The reason why using an f1.8 lens wide open on crop gives a brighter image than f2.8 on FF (when both are at the same ISO and shutter speed) is the amplification of the crop cameras sensor is 2.56x greater, at the expense of noise at any given ISO rating.
What? That's wrong.
A crop f/1.8 lens and a full frame f/1.8 lens will provide exactly the same exposure when used at the same shutter speed and ISO. The full frame exposure WILL NOT be brighter.
You're right about an FF f/2.8 lens having more light gathering ability than a crop f/1.8 lens, but all that light it gathers is spread over a larger sensor, which makes the exposure more than a full stop darker than if you had used an f/1.8 lens.
So in terms of exposure, a f/1.8 lens is brighter than an f/2.8 lens, regardless of sensor size. Sensor size does affect depth of field, but that's a different story.
Exactly. Try it for yourself on a crop body and FF. f1.8 at 1/30 sec at 100 ISO will give you the same exposure on both cameras. FF will not be brighter.
Hey guys, read what I wrote. I said f1.8 on crop
is brighter than f2.8 on full frame when both have the same shutter speed and ISO, then you start telling me that I'm wrong to say FF is brighter when they're both at f1.8 and the same shutter speed and ISO. I didn't say that, so what gives? I went to great lengths to explain that at the same aperture, shutter speed and ISO,
they both expose the same due to the different light gathering of the format being compensated for by the amplifiers being set different. If you can look past that same exposure settings between formats and start to use the higher ISO's with lower noise levels this lower amplification of FF rewards you with, you'll find the true nature of the light gathering of FF lenses on FF sensors.
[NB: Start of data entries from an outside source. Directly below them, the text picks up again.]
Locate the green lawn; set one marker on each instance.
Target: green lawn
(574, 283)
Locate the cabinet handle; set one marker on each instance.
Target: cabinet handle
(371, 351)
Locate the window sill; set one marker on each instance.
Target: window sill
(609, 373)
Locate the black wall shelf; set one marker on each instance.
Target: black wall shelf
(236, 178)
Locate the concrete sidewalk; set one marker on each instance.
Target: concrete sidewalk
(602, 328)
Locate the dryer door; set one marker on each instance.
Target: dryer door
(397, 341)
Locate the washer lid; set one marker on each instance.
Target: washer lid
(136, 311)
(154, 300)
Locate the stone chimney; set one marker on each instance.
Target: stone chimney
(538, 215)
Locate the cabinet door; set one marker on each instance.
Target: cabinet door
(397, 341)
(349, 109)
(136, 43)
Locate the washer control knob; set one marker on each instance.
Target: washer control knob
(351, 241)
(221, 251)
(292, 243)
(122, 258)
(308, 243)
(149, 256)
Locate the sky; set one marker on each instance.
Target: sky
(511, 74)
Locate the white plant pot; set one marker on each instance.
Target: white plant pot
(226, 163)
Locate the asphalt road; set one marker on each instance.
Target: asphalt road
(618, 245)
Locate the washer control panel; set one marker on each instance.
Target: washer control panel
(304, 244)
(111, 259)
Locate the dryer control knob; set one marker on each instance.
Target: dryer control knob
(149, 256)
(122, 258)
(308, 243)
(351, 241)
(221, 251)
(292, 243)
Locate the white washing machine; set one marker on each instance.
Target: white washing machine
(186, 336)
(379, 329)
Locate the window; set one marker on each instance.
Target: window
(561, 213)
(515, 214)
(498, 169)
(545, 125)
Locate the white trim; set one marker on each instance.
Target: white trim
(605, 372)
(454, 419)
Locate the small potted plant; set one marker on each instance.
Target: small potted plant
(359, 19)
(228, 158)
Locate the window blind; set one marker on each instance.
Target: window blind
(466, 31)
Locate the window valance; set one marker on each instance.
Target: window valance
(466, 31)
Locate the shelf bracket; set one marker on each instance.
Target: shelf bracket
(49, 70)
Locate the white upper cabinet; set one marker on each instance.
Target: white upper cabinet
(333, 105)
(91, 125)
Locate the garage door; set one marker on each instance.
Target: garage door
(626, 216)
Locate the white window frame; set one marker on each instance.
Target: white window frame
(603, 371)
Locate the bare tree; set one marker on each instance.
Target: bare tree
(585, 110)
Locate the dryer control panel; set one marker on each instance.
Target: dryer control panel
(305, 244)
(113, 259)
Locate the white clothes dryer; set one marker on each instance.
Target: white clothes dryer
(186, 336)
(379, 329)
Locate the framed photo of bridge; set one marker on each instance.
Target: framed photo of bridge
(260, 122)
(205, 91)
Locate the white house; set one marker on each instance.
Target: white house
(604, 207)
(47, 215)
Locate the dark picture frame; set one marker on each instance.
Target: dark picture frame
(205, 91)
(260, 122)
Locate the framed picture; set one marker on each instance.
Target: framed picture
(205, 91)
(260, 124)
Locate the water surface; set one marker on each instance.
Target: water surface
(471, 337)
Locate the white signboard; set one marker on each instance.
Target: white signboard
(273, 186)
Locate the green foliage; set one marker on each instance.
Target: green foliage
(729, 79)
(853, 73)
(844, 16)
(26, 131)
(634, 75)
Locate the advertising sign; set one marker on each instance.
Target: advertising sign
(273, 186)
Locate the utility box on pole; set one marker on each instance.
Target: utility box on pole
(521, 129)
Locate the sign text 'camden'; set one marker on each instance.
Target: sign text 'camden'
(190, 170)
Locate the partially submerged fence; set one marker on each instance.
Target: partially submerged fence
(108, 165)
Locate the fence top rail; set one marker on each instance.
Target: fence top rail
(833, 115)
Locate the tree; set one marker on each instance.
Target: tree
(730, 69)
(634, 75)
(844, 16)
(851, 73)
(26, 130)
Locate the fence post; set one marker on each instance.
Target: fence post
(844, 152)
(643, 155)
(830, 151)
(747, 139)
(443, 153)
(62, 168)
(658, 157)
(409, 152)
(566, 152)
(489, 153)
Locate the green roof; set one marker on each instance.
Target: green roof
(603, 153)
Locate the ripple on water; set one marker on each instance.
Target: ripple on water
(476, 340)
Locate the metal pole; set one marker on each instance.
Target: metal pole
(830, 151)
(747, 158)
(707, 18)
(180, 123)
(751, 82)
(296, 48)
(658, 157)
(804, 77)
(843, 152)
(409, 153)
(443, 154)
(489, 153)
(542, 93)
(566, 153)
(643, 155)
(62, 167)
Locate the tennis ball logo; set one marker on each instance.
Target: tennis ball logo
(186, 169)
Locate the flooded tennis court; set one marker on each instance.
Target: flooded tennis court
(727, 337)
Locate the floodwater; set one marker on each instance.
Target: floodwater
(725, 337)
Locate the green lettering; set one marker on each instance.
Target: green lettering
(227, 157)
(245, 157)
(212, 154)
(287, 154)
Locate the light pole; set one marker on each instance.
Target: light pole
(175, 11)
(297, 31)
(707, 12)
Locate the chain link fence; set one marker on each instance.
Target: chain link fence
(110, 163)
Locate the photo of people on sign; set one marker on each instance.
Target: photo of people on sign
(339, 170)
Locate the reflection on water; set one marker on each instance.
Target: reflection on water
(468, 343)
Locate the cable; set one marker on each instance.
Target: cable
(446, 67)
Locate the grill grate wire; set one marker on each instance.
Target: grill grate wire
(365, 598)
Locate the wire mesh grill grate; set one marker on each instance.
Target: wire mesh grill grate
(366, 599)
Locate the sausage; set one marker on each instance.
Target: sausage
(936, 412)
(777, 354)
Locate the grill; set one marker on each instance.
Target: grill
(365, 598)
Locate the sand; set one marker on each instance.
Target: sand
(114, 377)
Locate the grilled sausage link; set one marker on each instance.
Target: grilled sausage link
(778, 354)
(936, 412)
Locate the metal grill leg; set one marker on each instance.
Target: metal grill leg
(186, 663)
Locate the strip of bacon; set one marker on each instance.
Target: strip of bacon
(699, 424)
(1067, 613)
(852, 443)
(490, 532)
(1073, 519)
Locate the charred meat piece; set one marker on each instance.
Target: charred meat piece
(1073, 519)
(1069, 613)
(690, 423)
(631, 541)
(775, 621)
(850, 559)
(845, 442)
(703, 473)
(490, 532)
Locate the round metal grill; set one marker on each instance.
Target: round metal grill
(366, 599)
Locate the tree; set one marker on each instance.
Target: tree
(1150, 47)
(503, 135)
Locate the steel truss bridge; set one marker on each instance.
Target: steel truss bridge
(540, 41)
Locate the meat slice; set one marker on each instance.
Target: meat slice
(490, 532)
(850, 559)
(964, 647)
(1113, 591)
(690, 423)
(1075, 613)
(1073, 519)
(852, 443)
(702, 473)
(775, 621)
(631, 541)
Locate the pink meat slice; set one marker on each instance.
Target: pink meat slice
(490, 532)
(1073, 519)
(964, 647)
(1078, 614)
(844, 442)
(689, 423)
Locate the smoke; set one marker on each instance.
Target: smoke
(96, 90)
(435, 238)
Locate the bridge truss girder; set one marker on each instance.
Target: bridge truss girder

If you really think you can freely quote focal lengths in 35mm equivalent without quoting apertures in 35mm equivalents, then you're sounding very much like the Panasonic marketing department:

Surely you know that taking this small sensor, large aperture thing to extremes like this does not result in this Panasonic FZ200 having a lens equivalent of a 600mm f2.8 at full zoom, as Panasonic would like you to think? In terms of framing, yes. In terms of exposure due to ISO tweaking of the sensor, yes. In terms if DoF, no. In terms if light gathering, no! There's no way that a 'slow' Canon 600/4 II on a 1D X
as a package gathers less light than that 'f2.8' lens/sensor combo of the Panasonic. Yes, both at f4, 1/1000th of a sec, they'll both have to use an identical ISO to expose the same, but look past using the same rated ISO and guess which combo would work best to get clean images at high shutter speeds in low light?
If you can understand that, then surely you can see the 1.6x crop gives just over a stop less light gathering than a full frame sensor - making f1.8 on crop equal in light capturing terms to an aperture 1.6x smaller on FF - f2.88.